La cour administrative d’appel de Lyon, par un arrêt rendu le 20 février 2025, précise le régime juridique applicable au recouvrement des intérêts de retard. Une société de négoce de vins a subi une vérification de comptabilité entraînant des compléments d’impôt sur les sociétés pour les exercices clos entre 2013 et 2015.
Après un premier avis de mise en recouvrement en 2017, l’administration a réclamé des intérêts complémentaires par un second titre émis en septembre 2023. Le tribunal administratif de Dijon ayant rejeté sa demande de décharge, le contribuable soutient devant le juge d’appel l’irrégularité de l’acte et la prescription.
La juridiction doit déterminer si l’absence de mentions détaillées sur les modalités de calcul et le délai de reprise font obstacle à ce recouvrement tardif. Les juges considèrent que les références aux documents antérieurs suffisent à l’information du redevable et que le délai de reprise ne s’applique pas ici.
La régularité formelle de l’avis de mise en recouvrement (I) conditionne la validité de la procédure avant l’examen du régime de prescription des intérêts accessoires (II).
I. La régularité formelle de l’avis de mise en recouvrement des intérêts
A. La validité par référence aux documents de la procédure
Le juge administratif rappelle que l’avis de mise en recouvrement doit indiquer le montant global des droits, des pénalités et des intérêts de retard réclamés. En l’espèce, l’acte mentionnait précisément la créance d’intérêts de 10 172 euros tout en précisant la période d’imposition et la base de calcul. La cour souligne que l’administration peut valablement faire référence à la proposition de rectification initiale pour satisfaire aux exigences d’information prévues par les textes. L’arrêt relève que « l’avis de mise en recouvrement du 15 septembre 2023 vise une créance » correspondant à la cotisation d’impôt déjà réclamée au contribuable.
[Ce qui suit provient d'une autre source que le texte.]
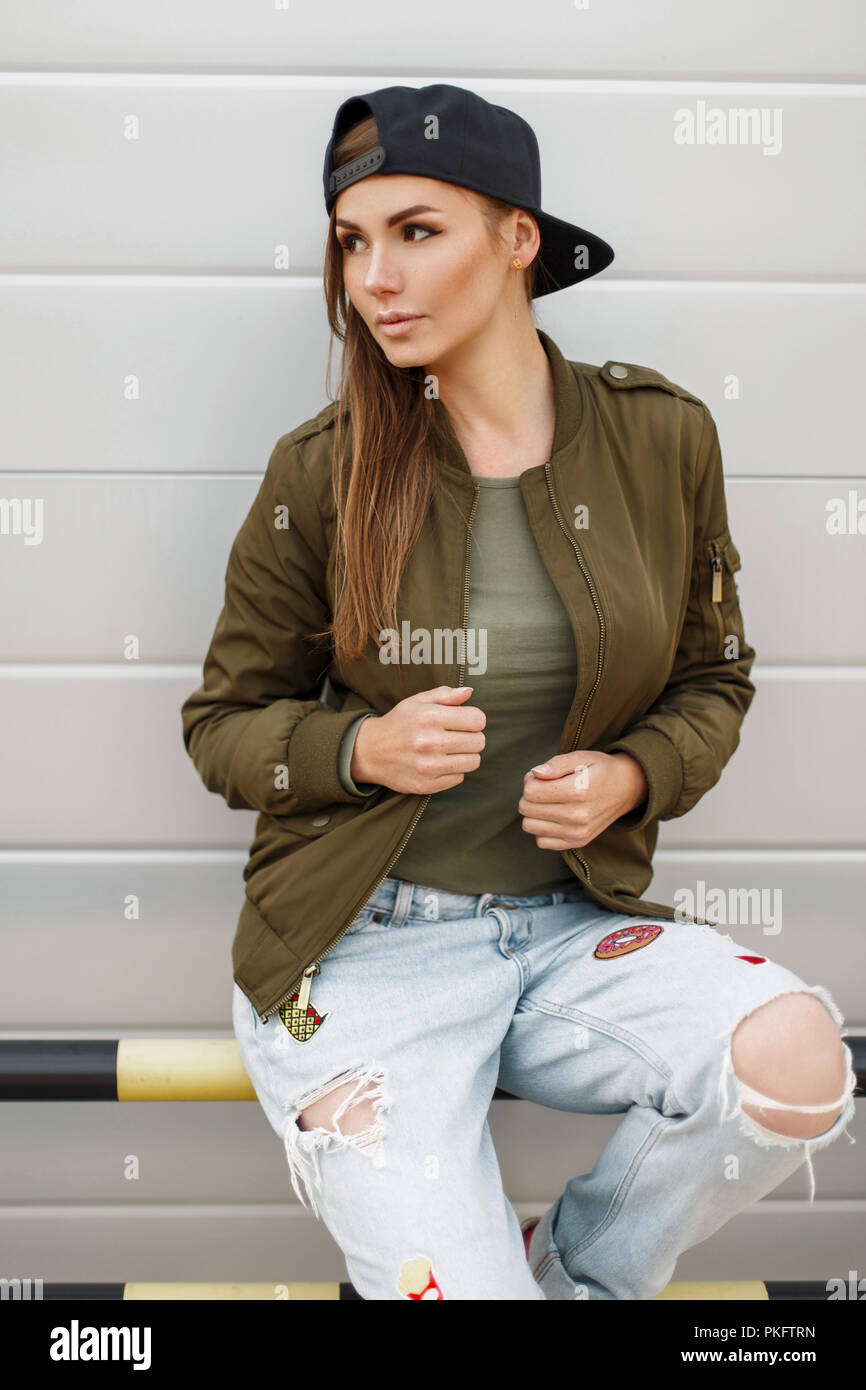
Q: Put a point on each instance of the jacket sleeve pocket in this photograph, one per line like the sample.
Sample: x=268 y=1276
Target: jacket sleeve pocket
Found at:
x=687 y=736
x=723 y=633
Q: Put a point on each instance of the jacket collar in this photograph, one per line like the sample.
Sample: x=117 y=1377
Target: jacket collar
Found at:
x=569 y=414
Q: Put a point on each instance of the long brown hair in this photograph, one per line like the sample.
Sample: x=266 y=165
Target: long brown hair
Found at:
x=382 y=489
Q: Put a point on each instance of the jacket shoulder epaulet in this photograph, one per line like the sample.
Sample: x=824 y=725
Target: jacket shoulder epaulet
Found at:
x=626 y=375
x=316 y=424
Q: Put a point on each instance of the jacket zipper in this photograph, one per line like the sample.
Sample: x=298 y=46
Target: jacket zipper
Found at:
x=306 y=979
x=602 y=637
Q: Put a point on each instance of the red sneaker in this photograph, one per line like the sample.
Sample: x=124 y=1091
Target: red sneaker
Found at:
x=527 y=1228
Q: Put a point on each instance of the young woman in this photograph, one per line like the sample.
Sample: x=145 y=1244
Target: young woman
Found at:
x=517 y=574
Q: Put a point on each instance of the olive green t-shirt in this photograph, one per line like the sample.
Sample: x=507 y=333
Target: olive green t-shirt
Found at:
x=521 y=665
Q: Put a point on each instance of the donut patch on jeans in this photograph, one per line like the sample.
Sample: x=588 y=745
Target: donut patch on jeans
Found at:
x=624 y=940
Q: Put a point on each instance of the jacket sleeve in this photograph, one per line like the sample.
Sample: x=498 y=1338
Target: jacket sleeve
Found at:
x=684 y=740
x=255 y=729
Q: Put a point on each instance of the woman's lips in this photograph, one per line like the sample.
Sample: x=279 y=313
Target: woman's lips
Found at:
x=403 y=325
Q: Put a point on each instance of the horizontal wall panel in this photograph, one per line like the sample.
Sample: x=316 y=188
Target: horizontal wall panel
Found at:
x=97 y=762
x=228 y=1153
x=79 y=599
x=199 y=374
x=769 y=1240
x=89 y=171
x=74 y=961
x=781 y=38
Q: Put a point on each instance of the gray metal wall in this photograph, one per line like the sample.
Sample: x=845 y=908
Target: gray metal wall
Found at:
x=150 y=357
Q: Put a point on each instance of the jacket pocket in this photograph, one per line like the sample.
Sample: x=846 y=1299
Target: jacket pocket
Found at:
x=312 y=824
x=722 y=601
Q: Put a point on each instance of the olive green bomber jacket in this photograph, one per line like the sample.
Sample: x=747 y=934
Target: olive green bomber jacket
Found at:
x=645 y=574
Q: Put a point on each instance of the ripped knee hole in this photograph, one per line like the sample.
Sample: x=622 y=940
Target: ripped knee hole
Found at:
x=788 y=1058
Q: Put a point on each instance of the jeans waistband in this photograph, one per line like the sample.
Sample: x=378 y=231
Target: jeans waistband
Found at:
x=402 y=898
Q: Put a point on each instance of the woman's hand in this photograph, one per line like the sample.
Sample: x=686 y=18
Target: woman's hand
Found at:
x=426 y=744
x=580 y=795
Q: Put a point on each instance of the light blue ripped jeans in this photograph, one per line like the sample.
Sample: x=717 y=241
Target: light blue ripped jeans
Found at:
x=433 y=998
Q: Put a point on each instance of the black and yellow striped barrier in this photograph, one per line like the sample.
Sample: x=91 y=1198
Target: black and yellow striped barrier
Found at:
x=748 y=1290
x=161 y=1069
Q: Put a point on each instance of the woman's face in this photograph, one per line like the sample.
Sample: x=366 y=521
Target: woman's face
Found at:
x=420 y=246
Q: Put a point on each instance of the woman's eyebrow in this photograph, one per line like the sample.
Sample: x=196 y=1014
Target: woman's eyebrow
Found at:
x=398 y=217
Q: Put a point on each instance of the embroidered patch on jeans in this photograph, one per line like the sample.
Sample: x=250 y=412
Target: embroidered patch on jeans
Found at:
x=302 y=1023
x=416 y=1280
x=626 y=940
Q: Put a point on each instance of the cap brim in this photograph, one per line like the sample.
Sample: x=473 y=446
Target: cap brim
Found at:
x=562 y=243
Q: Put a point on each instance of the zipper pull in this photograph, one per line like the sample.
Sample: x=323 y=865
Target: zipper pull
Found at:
x=303 y=998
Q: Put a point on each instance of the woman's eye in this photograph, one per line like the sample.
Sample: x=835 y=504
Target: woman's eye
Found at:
x=409 y=227
x=416 y=227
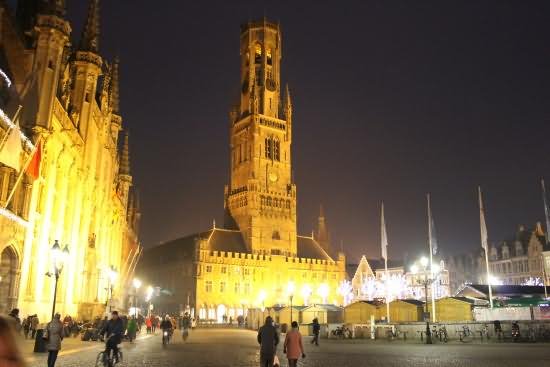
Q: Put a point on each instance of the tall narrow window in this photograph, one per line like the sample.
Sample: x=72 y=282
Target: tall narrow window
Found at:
x=258 y=54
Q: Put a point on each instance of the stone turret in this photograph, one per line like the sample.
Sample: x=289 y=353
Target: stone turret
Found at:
x=51 y=34
x=87 y=69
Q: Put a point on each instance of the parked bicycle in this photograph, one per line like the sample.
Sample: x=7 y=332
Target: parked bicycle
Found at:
x=465 y=334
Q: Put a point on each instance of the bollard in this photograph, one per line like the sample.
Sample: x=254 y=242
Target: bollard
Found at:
x=39 y=342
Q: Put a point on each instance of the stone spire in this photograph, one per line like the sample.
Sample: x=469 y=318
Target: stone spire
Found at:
x=55 y=7
x=114 y=95
x=288 y=101
x=90 y=34
x=125 y=158
x=322 y=231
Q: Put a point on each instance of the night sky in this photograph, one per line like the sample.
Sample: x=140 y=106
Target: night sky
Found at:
x=392 y=99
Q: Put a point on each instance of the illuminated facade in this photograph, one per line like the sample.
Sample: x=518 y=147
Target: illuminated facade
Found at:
x=83 y=197
x=368 y=281
x=257 y=259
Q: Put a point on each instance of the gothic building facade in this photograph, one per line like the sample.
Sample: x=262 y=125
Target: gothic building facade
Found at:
x=515 y=261
x=82 y=194
x=257 y=259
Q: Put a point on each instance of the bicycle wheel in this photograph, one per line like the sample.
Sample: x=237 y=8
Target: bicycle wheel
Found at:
x=100 y=360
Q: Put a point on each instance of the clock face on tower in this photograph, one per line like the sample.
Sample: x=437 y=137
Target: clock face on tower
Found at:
x=273 y=177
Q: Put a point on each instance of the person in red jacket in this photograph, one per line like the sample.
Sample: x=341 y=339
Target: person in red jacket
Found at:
x=293 y=345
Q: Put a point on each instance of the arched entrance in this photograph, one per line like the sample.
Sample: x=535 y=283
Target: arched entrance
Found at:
x=8 y=274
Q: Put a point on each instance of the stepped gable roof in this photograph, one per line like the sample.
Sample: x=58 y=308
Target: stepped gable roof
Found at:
x=378 y=264
x=310 y=249
x=508 y=290
x=226 y=240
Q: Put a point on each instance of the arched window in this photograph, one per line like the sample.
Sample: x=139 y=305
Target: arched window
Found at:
x=258 y=54
x=268 y=147
x=277 y=150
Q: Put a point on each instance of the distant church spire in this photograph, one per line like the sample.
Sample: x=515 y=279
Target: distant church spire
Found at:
x=125 y=158
x=114 y=93
x=90 y=34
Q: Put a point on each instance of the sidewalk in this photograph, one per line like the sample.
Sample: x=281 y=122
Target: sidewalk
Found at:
x=69 y=346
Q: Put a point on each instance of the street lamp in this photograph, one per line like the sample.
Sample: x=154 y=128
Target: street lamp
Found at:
x=58 y=257
x=137 y=284
x=113 y=275
x=429 y=276
x=148 y=297
x=290 y=289
x=323 y=292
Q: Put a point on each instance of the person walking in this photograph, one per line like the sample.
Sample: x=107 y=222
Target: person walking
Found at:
x=132 y=329
x=34 y=325
x=268 y=338
x=54 y=336
x=316 y=331
x=293 y=347
x=14 y=317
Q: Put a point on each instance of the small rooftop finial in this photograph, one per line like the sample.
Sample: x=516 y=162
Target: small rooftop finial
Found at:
x=55 y=7
x=114 y=88
x=125 y=157
x=90 y=33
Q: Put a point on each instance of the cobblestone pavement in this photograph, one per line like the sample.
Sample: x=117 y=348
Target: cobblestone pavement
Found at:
x=227 y=348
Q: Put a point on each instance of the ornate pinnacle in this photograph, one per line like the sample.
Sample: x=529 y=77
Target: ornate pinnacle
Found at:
x=114 y=92
x=90 y=34
x=125 y=158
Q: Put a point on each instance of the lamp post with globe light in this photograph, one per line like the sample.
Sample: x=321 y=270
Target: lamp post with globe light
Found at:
x=290 y=289
x=112 y=275
x=148 y=297
x=429 y=276
x=137 y=285
x=59 y=257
L’identification précise des créances par référence aux actes initiaux permet alors d’écarter toute exigence de motivation technique supplémentaire concernant la liquidation des intérêts.
B. L’absence d’obligation d’information sur les modalités de calcul
Le contribuable critiquait l’absence d’indication précise concernant le calcul des intérêts de retard complémentaires dans la proposition de rectification et dans l’avis contesté. Toutefois, le juge estime qu’aucune disposition législative ou réglementaire n’impose au comptable public de détailler ces modalités techniques de liquidation dans l’acte de recouvrement. La décision énonce qu’il « ne résulte ni des dispositions de l’article R. 256-1 du livre des procédures fiscales, ni d’aucun autre texte » une telle obligation. Cette solution préserve l’efficacité de la procédure de recouvrement des intérêts dont le calcul découle mécaniquement des dispositions de l’article 1727 du code général.
Si la régularité formelle de l’acte est acquise, la contestation du recouvrement des intérêts se déplace alors sur le terrain de la prescription de la créance.
II. Le régime de prescription des intérêts de retard accessoires
A. L’inapplicabilité du délai de reprise de l’impôt en principal
Le second moyen invoqué par la société requérante portait sur la prescription de la créance d’intérêts, en invoquant le délai triennal de reprise fiscale. L’article L. 169 du livre des procédures fiscales limite l’action de l’administration pour l’établissement de l’impôt à la fin de la troisième année suivante. La cour écarte ce moyen en jugeant que « le contribuable ne peut utilement se prévaloir du délai de reprise » pour contester des intérêts mis en recouvrement. Ce délai concerne exclusivement l’établissement de l’assiette et des droits en principal, et non les accessoires de la dette fiscale liquidés après paiement intégral.
Le rejet du délai de reprise repose sur une distinction fondamentale entre l’action en établissement de l’impôt et la liquidation de ses accessoires financiers.
B. Une distinction entre établissement de l’impôt et liquidation des accessoires
La juridiction lyonnaise consacre une distinction nette entre le droit de reprise, qui s’éteint par la prescription de l’action en établissement, et la liquidation des intérêts. L’intérêt de retard, n’ayant pas la nature d’une sanction, constitue le prix de la disposition d’une somme d’argent qui aurait dû être versée. Dès lors que les droits en principal ont été régulièrement établis et mis en recouvrement avant l’expiration du délai, les intérêts courent légalement. La cour valide donc la pratique consistant à émettre un titre de perception complémentaire pour les intérêts arrêtés au jour du paiement effectif des droits.